Pittsburgh Post-Gazette Editorial Board: Cyber charter school funding must change
The editorial board of the Pittsburgh Post-Gazette has taken a stand in favor of long-overdue changes to Pennsylvania’s cyber charter funding system. The newspaper typically gets a lot wrong when it comes to true public schools, but here they get the main point right.
An inequitable and blatantly unfair funding formula for cyber charter schools in Pennsylvania has inflated the amount of money they receive — at the expense of other public schools.
The problem has a simple solution.
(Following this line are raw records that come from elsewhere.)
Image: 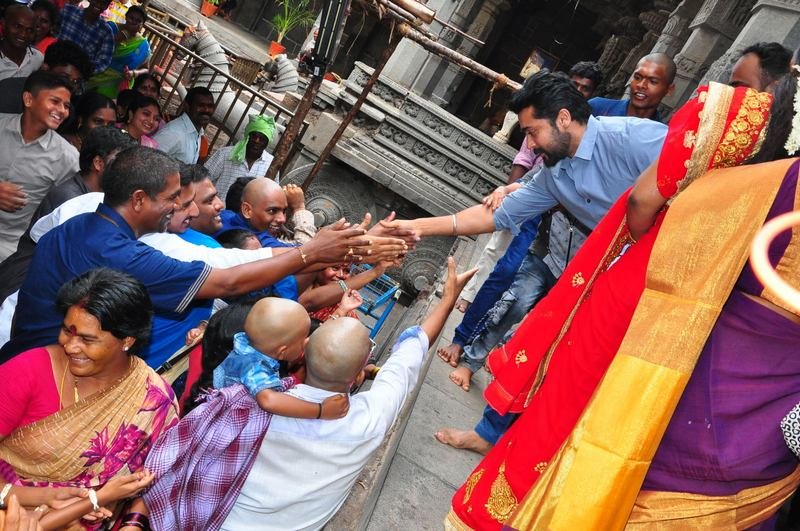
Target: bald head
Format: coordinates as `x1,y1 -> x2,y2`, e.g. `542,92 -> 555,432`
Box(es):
306,317 -> 370,392
639,52 -> 678,85
242,177 -> 289,234
244,297 -> 311,361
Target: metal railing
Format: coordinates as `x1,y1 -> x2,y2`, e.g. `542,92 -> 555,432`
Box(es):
144,22 -> 308,154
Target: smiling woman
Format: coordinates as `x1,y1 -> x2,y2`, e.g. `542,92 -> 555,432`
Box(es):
0,268 -> 177,529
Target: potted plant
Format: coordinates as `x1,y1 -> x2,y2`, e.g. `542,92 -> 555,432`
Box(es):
269,0 -> 316,57
200,0 -> 219,17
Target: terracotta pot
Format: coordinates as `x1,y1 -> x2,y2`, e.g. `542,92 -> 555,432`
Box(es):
269,41 -> 286,57
200,0 -> 219,18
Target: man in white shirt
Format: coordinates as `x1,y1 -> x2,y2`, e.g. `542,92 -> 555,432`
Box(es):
222,258 -> 476,531
153,87 -> 215,164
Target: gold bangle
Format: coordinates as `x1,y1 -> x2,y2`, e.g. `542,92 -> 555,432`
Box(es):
295,247 -> 308,265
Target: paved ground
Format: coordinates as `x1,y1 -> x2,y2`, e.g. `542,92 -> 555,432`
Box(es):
367,235 -> 488,531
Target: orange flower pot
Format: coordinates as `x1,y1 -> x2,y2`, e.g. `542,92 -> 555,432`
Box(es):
269,41 -> 286,57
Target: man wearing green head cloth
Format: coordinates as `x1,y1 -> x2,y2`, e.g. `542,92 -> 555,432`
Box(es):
205,114 -> 277,201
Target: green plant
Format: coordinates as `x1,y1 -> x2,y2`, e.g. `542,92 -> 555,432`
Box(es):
272,0 -> 317,42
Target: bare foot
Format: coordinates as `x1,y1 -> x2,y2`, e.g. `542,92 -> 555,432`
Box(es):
450,365 -> 472,391
436,343 -> 464,367
433,428 -> 492,455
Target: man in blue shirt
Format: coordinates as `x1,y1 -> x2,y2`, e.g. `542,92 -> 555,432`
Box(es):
0,146 -> 388,362
396,71 -> 667,452
589,53 -> 676,122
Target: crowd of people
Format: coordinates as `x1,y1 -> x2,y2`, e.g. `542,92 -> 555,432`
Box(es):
0,0 -> 800,531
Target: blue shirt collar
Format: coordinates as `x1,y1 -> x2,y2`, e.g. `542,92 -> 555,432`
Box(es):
96,203 -> 136,240
573,116 -> 599,160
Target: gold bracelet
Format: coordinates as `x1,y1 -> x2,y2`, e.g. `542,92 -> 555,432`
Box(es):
295,247 -> 308,265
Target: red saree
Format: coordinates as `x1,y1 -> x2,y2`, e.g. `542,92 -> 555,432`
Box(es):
446,84 -> 771,529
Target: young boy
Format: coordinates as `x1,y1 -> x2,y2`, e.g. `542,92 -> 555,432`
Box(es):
214,297 -> 350,419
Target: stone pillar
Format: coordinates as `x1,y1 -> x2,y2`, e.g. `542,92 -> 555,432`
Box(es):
702,0 -> 800,83
664,0 -> 755,108
382,0 -> 509,106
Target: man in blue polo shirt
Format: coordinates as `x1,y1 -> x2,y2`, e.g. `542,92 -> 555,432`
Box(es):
0,146 -> 388,362
589,53 -> 676,122
394,71 -> 667,453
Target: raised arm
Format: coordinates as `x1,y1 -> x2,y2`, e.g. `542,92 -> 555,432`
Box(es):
626,160 -> 667,240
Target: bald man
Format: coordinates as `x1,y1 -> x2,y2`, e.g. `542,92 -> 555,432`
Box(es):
220,177 -> 317,247
209,258 -> 475,531
0,4 -> 44,79
589,53 -> 676,122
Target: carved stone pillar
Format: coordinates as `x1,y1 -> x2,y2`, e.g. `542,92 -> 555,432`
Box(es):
702,0 -> 800,83
383,0 -> 509,106
664,0 -> 755,108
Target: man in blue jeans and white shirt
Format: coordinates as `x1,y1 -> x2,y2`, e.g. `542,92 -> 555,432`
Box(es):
388,71 -> 667,452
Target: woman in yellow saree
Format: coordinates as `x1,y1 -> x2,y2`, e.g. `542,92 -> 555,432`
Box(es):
0,268 -> 177,530
446,72 -> 800,529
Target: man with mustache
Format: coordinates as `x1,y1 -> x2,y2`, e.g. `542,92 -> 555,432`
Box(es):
393,71 -> 667,453
589,53 -> 676,122
0,70 -> 79,260
153,87 -> 215,164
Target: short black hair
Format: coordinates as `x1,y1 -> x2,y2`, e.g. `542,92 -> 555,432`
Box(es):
508,68 -> 592,124
125,5 -> 147,22
43,39 -> 94,79
567,61 -> 603,89
78,125 -> 136,172
225,177 -> 255,213
56,267 -> 153,355
216,229 -> 258,249
178,163 -> 211,186
742,42 -> 792,86
22,70 -> 75,96
103,146 -> 180,208
183,87 -> 214,105
31,0 -> 60,30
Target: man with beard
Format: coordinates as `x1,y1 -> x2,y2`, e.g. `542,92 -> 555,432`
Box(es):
589,53 -> 676,122
153,87 -> 215,164
384,70 -> 667,453
0,70 -> 79,260
0,146 -> 406,360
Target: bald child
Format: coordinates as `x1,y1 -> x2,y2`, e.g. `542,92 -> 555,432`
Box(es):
214,297 -> 349,419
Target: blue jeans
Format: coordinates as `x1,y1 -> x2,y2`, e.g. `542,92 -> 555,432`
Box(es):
464,252 -> 556,372
453,216 -> 541,347
475,406 -> 519,444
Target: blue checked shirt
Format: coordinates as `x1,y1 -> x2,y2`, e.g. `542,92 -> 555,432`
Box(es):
58,4 -> 116,74
214,332 -> 284,396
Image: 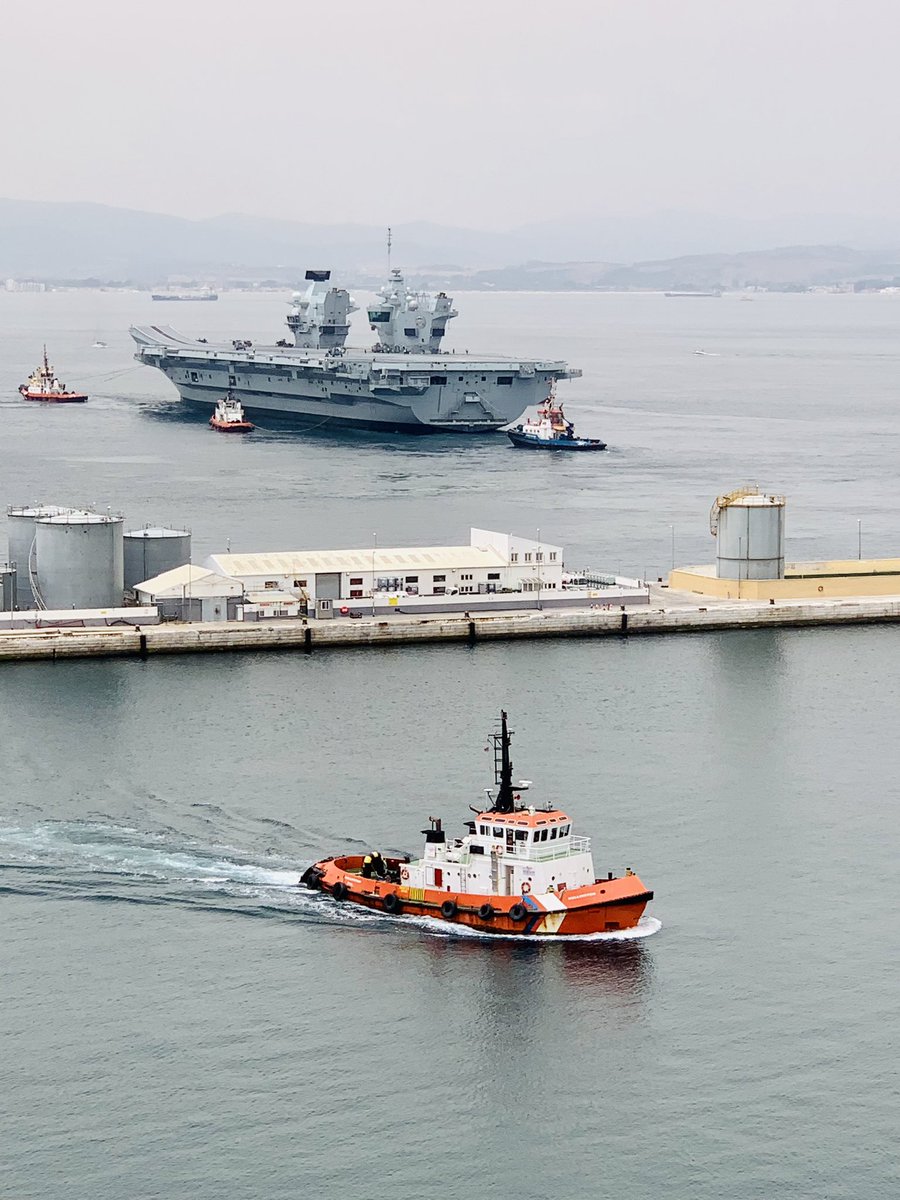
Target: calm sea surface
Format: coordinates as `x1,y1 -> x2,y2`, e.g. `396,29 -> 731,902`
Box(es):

Instead of fixing it, however, legislators have let it fester, as enrollments at the state’s 14 cyber charter schools, fueled by the pandemic, have soared. Between 2019 and 2020, enrollments rose from about 38,000 students to roughly 60,000 students.
With that growth, cyber charters have shifted hundreds of millions of dollars in Pennsylvania’s 500 school districts from traditional public schools. In effect, the funding formula has created two separate systems of public education.
Here’s the problem: Under state law, cyber charter schools, which are public, are paid the same per-student rate as are traditional brick-and-mortar schools. But cyber charters operate without some of the fixed costs of traditional schools, such as building maintenance.
Pennsylvania’s 500 school districts pay different per-pupil rates: Cyber charters might receive $10,000 per student per year or more than $20,000.
Whatever the rate, the costs per pupil in cyber charter schools are roughly 30 percent below traditional public schools, according to most estimates.